Anlegerbrief September 2020

Börse aktuell: Technologie macht nächsten Tausender voll

Sehr geehrter Anleger,

der NASDAQ spurtet davon; der DAX kommt nicht hinterher. Die Schwäche hat Gründe.
Lesen Sie außerdem, wie sehr nachhaltige Investments mittlerweile bereits gefragt sind und wo unser Finanzminister wieder zugreifen will.

Börse aktuell: Technologie macht den nächsten Tausender voll

Der amerikanische Technologieindex NASDAQ schraubt sich von einem Allzeit-Hoch zum nächsten. Im Februar vor Corona hatte der Index nach einem rasanten Aufstieg in 2019 immerhin 9.736 Punkte erreicht. Mit Corona ging es 3.000 Punkte bis auf 6.776 abwärts. Wie bekannt, hat sich die Börse allgemein sehr gut von den Corona-Tiefs erholt, im NASDAQ jedoch fiel die Bewegung sehr viel stärker aus als in allen anderen Indizes. Der NASDAQ übertraf nicht nur innerhalb von drei Monaten sein altes Hoch vom Februar, sondern kletterte Tausender um Tausender weiter in die Höhe. Nun wurde sogar die 12.000er-Marke überschritten – und das muss nicht das Ende sein, trotz aktueller Delle. Die amerikanischen Technologiewerte sind megastark. Beispiel Apple: mit einer Marktkapitalisierung von sagenhaften 2 Billionen Dollar ist der Apfelkonzern nun das wertvollste Unternehmen der Welt; der Kurs hat sich seit Corona in nur 5 Monaten quasi verdoppelt; der kürzliche Aktiensplit dürfte für weitere Kurssteigerungen eher förderlich sein.

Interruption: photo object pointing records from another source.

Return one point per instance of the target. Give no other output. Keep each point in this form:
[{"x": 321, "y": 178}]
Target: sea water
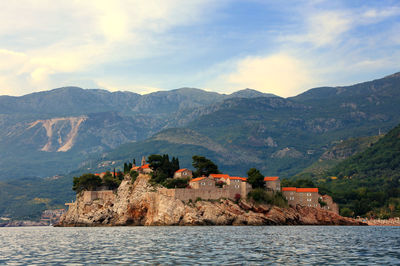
[{"x": 201, "y": 245}]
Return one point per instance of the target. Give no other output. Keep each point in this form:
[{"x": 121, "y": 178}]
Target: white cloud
[
  {"x": 49, "y": 38},
  {"x": 280, "y": 73},
  {"x": 322, "y": 28}
]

Ganz anders dagegen am deutschen Aktienmarkt, dem DAX: Zwar folgte hier nach Corona ebenfalls eine Erholung, aber die Zusammensetzung des Index mit wenig dynamischen Werten macht es dem Index schwer, überhaupt mal das Vor-Corona-Hoch bei 13.776 einzustellen. Der DAX beschäftigt sich schon viele Wochen mit der 13.000er-Marke, während der NASDAQ einfach weitergelaufen ist. Immerhin hat der DAX den Börsenmonat August mit +5,1% ganz gut überstanden, denn zurückgerechnet auf die monatliche Performance der vergangenen 20 Jahre ist der August mit durchschnittlich -2,5% ein eher schwacher Monat.
Der DAX ist und bleibt dennoch ein träger und unsteter Nachzügler, der sich nicht aus eigener Kraft zu neuen Höhen schwingen kann. Solange jedoch die US-Börsen steigen, wird sich dies früher oder später auch auf den DAX übertragen.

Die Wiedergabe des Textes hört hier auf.